A seulement 24 ans, Arielle Ahouansou fait preuve d’une détermination et d’une sagesse impressionnantes. Celle qui a créé la « carte d’identité médicale universelle », une plateforme qui retrace tout le circuit sanitaire du patient pour assurer sa prise en charge en toute sécurité, sait parfaitement ce qu’elle veut : » je suis convaincue qu’en tant qu’entrepreneure, je serai plus utile que dans une clinique. Au lieu de soigner 100 patients par jours, c’est des millions d’africains que je pourrai toucher« .
Lancée il y a 7 mois, son entreprise « KEA Medicals Pharmaceutics & Technologies » a déjà permis d’équiper 43 000 patients de la carte d’identité médicale, matérialisée par un QR code, qu’ils portent généralement sur un bracelet, mais qui peut être imprimée et collée sur tout support. Ainsi , quel que soit l’origine du patient et le lieu où il se trouve, toutes les informations concernant sa santé sont accessibles en scannant le QR code.
Il est possible de s’inscrire via un compte Facebook ou en ligne, en fournissant simplement des informations sur son identité, sa santé, et le numéro de téléphone d’un proche, à prévenir en cas d’urgence.
Le QR code est relié à une plateforme en ligne, qui contient tout le dossier médical des personnes inscrites. Les médecins et les hôpitaux doivent également s’équiper du logiciel pour accéder à cette technologie. « A l’heure actuelle, une cinquantaine de médecins interagissent sur la plateforme. Pour assurer la sécurité du patient, nous vérifions en amont que les médecins qui s’inscrivent soient certifiés« , précise Arielle Ahouansou.
Si l’adhésion est évidemment gratuite pour les patients, les structures hospitalières devront payer pour disposer du logiciel, après la phase test d’un an qui est gratuite. Ainsi, le business-model est rentable et s’appuie, en plus des logiciels, sur les ventes de bracelets et des commissions pratiquées sur les différents actes médicaux. « Pour un investisseur, c’est safe », assure la jeune médecin-businesswoman.
« Elle est décédée à cause de 4 dollars »
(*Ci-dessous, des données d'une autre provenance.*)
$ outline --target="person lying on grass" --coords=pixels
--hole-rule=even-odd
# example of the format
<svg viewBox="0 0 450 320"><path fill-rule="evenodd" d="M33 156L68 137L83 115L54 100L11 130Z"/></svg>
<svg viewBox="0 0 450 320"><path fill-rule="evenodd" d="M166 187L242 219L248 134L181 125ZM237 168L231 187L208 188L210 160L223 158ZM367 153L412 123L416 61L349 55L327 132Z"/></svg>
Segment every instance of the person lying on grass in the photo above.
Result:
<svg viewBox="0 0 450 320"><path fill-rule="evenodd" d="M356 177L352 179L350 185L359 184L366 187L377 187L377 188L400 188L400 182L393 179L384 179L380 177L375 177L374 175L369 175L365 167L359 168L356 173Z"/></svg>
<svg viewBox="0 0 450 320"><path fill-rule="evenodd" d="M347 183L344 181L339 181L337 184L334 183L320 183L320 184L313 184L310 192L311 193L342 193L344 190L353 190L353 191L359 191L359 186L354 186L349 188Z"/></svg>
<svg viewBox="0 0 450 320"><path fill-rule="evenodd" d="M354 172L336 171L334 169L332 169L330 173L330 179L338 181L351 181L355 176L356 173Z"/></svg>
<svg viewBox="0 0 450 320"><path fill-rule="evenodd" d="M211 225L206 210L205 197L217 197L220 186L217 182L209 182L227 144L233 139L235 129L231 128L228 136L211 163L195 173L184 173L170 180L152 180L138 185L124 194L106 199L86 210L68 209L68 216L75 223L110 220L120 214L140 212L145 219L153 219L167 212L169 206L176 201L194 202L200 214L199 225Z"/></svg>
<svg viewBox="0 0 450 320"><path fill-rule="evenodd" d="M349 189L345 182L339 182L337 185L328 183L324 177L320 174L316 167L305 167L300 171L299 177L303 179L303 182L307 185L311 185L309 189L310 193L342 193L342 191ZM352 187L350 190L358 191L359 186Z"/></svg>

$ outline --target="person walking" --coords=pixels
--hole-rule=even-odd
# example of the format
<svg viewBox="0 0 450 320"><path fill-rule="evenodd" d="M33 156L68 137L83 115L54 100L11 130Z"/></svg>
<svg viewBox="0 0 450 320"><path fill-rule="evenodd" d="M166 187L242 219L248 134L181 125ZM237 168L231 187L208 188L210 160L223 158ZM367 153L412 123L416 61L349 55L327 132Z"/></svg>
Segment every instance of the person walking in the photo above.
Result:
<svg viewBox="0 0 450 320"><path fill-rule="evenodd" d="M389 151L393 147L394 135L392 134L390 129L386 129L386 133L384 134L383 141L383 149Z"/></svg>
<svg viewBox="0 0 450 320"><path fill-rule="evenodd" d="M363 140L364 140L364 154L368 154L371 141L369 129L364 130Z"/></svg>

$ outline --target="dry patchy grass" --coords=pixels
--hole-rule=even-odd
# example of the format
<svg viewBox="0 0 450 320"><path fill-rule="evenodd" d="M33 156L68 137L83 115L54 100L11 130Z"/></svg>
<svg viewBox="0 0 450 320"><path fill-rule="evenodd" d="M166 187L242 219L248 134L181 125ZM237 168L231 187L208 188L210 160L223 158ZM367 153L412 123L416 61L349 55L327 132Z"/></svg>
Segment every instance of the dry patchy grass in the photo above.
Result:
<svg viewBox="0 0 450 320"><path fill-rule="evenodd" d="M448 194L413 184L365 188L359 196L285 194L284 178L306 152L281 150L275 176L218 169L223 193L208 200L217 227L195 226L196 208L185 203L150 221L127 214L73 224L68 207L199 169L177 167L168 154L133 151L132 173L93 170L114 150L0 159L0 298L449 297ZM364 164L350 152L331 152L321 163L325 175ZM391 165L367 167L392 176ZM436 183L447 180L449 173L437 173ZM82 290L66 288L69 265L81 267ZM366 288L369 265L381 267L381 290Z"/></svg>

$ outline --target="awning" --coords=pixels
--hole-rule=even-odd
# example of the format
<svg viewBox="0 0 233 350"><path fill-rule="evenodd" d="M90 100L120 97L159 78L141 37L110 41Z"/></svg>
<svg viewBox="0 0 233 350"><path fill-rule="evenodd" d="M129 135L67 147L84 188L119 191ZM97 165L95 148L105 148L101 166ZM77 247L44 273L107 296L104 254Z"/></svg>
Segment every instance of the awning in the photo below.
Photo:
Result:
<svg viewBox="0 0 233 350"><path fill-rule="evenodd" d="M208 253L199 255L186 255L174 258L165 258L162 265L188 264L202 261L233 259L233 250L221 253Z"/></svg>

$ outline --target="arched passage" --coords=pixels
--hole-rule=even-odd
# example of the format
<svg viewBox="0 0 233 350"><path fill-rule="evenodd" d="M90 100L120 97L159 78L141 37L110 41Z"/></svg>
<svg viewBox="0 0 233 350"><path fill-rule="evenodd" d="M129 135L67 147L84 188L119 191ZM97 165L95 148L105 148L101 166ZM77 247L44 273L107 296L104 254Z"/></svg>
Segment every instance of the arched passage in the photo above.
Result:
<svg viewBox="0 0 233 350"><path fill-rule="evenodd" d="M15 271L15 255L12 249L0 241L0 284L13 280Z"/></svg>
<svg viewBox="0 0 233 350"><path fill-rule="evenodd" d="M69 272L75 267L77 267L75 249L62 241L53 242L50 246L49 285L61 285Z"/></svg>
Cette brillante idée lui est venue d’une triste histoire : « Un jour, j’étais de garde quand j’ai reçu une jeune dame, Charlotte, qui venait d’accoucher de jumeaux et qui avait beaucoup saigné. Elle était entre la vie et la mort. Charlotte avait juste besoin d’une transfusion sanguine pour avoir la vie sauve, qui ne coûtait presque rien, mais elle n’avait pas les moyens de l’acheter et elle n’avait aucun garant à proximité pour honorer la facture. Elle est décédée à cause de 4 dollars« , se rappelle la médecin béninoise. « Cette situation est le défi quotidien de nombreux patients dans les pays africains. Tant qu’aucun parent n’est garant pour payer, le patient meurt, car il n’y a pas de couverture sanitaire universelle pour garantir les besoins des populations. Au Bénin par exemple, 90%de la population n’a aucune couverture médicale. On comprend donc que la santé est un enjeu au cœur du développement de tout le continent« , poursuit-elle.
C’est pour cela qu’Arielle Ahouansou ambitionne également d’interconnecter le dossier médical à une assurance maladie, et a déjà mis en place un partenariat avec un groupe d’assurance africain NSIA. L’objectif: « doter d’ici janvier 10 000 femmes et enfants dans le besoin d’une couverture universelle, car la femme est le socle de toute la famille« .
Elle travaille également avec le gouvernement béninois pour équiper toutes les structures hospitalières du pays du logiciel. « Nous préfinançons les équipements« , précise-t-elle. Un partenariat de sponsoring est par ailleurs déjà conclu avec le Rottary Club concernant les bracelets, et les ONG ont également vocation à être partenaires.
« Mon espoir : équiper 500 millions d’africains d’ici 5 ans »
Arielle Ahouansou voit déjà loin : « Nous comptons atteindre 100 000 inscrits d’ici janvier 2018, et mon espoir, d’ici 5 ans, est d’équiper 500 millions millions d’africains. En effet, nous voulons étendre la solution aux autres pays d’Afrique. En Côte d’Ivoire, nous sommes en train de sceller un accord avec des cliniques privées. Nous avons besoin de mécènes de compétence qui pourraient nous accompagner pour étendre la solution au-delà des frontières béninoises. Et en améliorant la santé en Afrique, par ricochet, nous aurons un impact positif sur le développement économique du continent ». Avec son équipe de seulement 15 personnes, la jeune femme à l’énergie débordante est en passe de soulever des montagnes et de devenir une actrice majeure de l’accès aux soins pour tous en Afrique.